I want to point that the integrals
$$I = \int e^{ax}\cos{bx} \qquad J = \int e^{ax}\sin{bx}$$
can be solved by using Euler's formula, as follows
Consider the integral
$$A = \int e^{ax}\cos{bx}dx -i\int e^{ax}\sin{bx}dx = \int e^{(a+ib)x} dx$$ Therefore $I = Re\{A\}$ and $J = Im\{A\}$
This approach is suitable for this problem
Both integrals are the same except the minus sign and the end points of the intervals. Let's use integration by part to find the anti-derivative for $e^{-x}\sin x$.

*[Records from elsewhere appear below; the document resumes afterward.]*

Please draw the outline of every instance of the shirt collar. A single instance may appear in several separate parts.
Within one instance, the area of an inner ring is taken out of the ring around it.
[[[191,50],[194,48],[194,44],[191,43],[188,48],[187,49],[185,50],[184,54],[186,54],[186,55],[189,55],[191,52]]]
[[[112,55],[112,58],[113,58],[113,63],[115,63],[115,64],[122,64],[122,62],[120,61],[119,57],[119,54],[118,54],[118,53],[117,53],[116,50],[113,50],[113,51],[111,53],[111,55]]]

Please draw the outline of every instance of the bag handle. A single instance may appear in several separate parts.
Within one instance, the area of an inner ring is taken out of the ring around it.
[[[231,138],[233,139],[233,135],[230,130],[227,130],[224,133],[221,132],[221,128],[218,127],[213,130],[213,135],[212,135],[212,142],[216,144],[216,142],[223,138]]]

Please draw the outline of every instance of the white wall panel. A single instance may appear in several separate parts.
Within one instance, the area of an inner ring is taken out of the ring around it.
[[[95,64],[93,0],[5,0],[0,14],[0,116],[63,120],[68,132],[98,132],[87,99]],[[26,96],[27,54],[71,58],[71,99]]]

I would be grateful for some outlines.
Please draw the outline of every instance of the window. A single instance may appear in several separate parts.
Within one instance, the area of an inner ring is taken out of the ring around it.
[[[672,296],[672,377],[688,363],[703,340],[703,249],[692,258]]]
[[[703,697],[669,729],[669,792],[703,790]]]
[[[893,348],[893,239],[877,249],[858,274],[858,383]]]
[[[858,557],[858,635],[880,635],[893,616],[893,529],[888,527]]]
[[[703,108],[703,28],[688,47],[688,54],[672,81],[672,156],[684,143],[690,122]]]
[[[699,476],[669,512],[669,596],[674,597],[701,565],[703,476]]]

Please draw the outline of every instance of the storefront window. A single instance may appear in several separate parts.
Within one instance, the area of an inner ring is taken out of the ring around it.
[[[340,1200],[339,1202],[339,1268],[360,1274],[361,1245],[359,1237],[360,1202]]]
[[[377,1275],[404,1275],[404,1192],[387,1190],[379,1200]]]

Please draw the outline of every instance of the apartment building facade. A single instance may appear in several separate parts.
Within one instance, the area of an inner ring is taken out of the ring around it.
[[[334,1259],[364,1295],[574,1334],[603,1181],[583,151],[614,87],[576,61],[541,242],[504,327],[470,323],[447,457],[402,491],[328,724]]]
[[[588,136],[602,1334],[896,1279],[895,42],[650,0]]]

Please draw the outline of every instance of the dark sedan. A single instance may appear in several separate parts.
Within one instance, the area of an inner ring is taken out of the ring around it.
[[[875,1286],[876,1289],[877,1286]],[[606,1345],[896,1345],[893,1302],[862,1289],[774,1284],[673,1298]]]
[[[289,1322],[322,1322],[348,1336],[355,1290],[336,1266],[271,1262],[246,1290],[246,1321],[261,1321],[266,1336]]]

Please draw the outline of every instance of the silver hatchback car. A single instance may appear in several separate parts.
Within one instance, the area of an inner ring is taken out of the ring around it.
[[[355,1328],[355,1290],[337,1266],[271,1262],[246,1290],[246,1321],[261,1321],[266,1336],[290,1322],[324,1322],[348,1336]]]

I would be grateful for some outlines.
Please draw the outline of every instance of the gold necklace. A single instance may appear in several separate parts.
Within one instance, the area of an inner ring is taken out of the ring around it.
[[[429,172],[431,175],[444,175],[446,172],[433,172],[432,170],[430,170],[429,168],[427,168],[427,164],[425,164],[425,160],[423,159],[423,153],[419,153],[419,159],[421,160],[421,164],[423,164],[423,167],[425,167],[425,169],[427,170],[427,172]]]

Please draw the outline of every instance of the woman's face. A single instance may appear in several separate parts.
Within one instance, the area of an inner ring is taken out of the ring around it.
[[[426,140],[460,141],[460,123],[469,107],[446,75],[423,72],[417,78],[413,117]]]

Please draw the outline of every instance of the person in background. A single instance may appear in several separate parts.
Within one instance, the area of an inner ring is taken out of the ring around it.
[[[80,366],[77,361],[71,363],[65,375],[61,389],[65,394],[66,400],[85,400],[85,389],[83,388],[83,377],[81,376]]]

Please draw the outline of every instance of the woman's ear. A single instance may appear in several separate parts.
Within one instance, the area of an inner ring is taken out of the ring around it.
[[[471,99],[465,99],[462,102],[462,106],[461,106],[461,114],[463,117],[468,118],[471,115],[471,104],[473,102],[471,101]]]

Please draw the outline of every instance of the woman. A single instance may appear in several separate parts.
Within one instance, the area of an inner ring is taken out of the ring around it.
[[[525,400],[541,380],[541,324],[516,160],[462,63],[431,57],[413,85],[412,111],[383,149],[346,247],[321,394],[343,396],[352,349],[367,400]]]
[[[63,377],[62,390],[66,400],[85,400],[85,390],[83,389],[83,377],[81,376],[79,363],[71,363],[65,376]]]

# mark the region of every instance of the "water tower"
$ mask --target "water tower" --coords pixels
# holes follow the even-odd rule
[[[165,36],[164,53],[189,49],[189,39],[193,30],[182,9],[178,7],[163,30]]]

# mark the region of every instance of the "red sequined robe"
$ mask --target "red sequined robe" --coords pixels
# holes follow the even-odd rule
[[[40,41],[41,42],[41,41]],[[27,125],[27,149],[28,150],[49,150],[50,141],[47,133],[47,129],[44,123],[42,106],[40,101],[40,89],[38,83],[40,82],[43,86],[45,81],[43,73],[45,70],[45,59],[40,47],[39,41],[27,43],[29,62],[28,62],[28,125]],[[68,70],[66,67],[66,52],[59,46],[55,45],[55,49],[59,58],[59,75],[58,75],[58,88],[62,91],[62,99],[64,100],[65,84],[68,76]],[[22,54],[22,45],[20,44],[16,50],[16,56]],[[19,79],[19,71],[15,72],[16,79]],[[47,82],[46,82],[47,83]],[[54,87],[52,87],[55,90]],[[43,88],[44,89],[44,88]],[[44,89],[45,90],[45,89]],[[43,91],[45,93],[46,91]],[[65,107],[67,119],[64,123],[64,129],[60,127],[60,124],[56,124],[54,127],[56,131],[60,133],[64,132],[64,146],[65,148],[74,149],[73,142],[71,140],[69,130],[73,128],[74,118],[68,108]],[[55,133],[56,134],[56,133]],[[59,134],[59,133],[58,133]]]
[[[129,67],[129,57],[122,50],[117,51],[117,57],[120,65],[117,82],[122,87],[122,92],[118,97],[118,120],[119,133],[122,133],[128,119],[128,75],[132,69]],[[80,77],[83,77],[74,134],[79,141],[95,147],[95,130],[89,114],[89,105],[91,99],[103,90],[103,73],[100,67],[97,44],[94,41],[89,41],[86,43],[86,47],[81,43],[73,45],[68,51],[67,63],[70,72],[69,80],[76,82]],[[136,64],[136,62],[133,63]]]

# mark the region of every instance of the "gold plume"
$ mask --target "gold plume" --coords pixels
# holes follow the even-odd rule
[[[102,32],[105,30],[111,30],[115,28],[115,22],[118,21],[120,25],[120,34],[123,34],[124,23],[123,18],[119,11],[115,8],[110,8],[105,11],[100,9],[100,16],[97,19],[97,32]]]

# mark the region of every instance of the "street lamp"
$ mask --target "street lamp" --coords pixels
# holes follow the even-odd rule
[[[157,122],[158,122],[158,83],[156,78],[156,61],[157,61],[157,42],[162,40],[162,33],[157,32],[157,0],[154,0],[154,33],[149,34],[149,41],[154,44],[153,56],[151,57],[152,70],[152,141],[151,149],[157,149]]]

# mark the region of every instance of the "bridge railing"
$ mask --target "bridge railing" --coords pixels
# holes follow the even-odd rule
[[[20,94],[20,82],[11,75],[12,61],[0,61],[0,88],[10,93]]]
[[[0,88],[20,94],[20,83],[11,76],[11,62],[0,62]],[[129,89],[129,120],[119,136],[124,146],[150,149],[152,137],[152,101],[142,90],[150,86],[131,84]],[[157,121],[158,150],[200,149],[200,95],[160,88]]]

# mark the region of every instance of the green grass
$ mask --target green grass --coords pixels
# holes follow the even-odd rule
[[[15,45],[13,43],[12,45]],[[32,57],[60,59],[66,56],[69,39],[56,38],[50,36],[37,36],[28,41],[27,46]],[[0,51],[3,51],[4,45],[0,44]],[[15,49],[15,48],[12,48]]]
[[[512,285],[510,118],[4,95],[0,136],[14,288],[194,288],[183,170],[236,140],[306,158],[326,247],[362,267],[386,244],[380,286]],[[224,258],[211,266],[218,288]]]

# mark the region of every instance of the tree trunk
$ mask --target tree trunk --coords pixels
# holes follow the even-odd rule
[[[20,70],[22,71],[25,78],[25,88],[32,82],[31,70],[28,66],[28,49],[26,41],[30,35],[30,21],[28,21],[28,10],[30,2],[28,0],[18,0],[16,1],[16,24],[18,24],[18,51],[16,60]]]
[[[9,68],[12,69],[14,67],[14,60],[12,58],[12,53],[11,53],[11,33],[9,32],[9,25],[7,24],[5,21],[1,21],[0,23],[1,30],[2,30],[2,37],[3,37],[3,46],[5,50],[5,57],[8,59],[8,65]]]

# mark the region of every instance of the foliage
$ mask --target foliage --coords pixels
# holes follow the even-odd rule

$\displaystyle \int e^{-x}\sin xdx = -\displaystyle \int \sin xd(e^{-x}) = -\left(\sin xe^{-x} - \displaystyle \int e^{-x}\cos xdx\right) = -\sin xe^{-x} + \displaystyle \int e^{-x}\cos xdx = -\sin xe^{-x} - \displaystyle \int \cos xd(e^{-x}) = -\sin xe^{-x} - \cos xe^{-x} - \displaystyle \int \sin xe^{-x}dx \Rightarrow \displaystyle \int \sin xe^{-x}dx = \dfrac{-\sin xe^{-x} - \cos xe^{-x}}{2}= F(x)$.
From here, to evaluate each integral, we use the FTC: $\displaystyle \int_{0}^{\pi} e^{-x}\sin xdx = F(\pi) - F(0)$, and similarly for the second one.